I mean don’t get me wrong. It definitely fell out. A lot. But most people are more or less bald by the third treatment. Here I was on the verge of treatment number six and it actually looked more or less…normal.. Every time my sister saw me, she would run her fingers through it and say “it still looks good!” Even my favorite chemo nurse Dionne kept commenting on it. “You still got your hair. I think you dodged that bullet.”
By all accounts I should have felt grateful.
I was feeling…a little disappointed.
I know it sounds crazy, but hear me out. When you’re facing something so outside the realm of what you had planned for yourself just six months earlier (like mainlining poison and going bald, instead of gallivanting around the world working on the next Oscar-winning documentary, for example) you really need to psyche yourself up if you want to come through it with your sanity intact. In getting myself emotionally prepared, the shaved head became like a badge of honor. The purple heart of the war on cancer. And the more I suffered the battle scars, the more I wanted my freakin’ medal.
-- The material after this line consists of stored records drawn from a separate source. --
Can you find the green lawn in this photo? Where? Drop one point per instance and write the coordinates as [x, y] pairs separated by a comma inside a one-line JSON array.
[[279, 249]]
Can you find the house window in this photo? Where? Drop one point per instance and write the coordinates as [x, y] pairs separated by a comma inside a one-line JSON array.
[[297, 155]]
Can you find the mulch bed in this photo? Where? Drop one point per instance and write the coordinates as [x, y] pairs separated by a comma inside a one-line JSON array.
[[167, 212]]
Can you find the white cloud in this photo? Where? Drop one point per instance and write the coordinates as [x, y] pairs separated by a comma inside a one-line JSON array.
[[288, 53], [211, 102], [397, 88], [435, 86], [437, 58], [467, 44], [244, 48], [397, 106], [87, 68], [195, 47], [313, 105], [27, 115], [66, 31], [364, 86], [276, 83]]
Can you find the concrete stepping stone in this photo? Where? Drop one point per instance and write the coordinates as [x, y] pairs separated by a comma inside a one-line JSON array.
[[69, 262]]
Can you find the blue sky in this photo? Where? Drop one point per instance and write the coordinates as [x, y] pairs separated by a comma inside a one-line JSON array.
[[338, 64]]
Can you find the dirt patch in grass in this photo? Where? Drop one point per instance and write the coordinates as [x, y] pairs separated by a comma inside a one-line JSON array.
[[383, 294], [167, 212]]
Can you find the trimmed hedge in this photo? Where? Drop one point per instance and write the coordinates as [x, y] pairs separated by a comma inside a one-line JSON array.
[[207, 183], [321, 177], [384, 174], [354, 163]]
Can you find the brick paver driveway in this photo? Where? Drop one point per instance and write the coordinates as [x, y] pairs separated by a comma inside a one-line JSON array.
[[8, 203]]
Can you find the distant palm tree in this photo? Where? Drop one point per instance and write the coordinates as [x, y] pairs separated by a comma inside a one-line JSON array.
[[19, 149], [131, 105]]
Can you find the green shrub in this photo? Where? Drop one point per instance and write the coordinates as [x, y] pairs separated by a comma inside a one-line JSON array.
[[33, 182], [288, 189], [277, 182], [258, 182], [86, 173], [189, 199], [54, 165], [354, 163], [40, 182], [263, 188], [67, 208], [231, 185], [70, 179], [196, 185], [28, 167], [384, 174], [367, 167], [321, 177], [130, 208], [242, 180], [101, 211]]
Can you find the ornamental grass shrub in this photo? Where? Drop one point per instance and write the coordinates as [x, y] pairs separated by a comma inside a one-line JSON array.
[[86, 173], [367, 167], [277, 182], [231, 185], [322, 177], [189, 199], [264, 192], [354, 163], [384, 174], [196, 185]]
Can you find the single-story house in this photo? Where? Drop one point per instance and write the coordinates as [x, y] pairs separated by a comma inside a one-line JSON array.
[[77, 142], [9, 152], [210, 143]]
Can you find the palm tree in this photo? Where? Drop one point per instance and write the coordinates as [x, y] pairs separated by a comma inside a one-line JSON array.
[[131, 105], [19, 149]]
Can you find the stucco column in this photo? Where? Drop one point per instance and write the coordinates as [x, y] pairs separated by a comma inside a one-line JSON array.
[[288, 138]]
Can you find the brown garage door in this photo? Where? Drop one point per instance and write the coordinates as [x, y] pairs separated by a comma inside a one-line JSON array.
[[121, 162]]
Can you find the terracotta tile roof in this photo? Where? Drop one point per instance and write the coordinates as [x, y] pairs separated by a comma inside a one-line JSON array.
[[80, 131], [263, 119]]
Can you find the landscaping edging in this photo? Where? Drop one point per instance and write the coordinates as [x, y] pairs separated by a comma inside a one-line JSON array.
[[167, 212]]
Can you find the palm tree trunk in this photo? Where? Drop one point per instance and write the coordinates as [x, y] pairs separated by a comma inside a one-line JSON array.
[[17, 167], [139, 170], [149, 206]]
Then these amazing dudes in my life both said they wanted to shave their heads in solidarity. They were ready for the party, I just had to set the date. It was so touching and beautiful. And I love a good party. It all seemed perfect. But I kept hesitating. It seemed silly to shave my head just because. I still had my hair…maybe that was a sign I wasn’t meant to shave it. And let’s face it: (I’ve said it before and I’ll say it again) no girl really wants to be bald.
My angels-in-waiting got tired of waiting and decided they were doing it – with or without me. I went mostly for moral support. And to take pictures. I was definitely not ready. Not that night. Maybe next week. Yeah, next week sounds better.
But as I watched their hair fall away, I realized that with the number two guard on the clippers, the cut didn't really look bald (at least not in the Mr. Clean kinda way I had envisioned), and that the end result wouldn’t be that much shorter than my pixie cut. In fact, it might actually even it out (I had taken to doing “clean up” trims myself – not pretty.) And I started to realize that whatever way the pendulum swung, I was making the whole shaved head thing bigger than it needed to be. That maybe I should stop thinking so much and just. let. go.
So I just did it.
Taking that first, hesitant peek in the mirror, I was surprised to find that even bald, I still look like me - with the same exact smile and the same mischievous twinkle around the eyes (or as my college roommate calls it the "I am going to shove this whole donut in my mouth and show you" gleam - but that's another story.)
Most importantly I realized that just like my curls don't define me, neither does this new found role role as cancer patient. Either way, I'm still just Erin.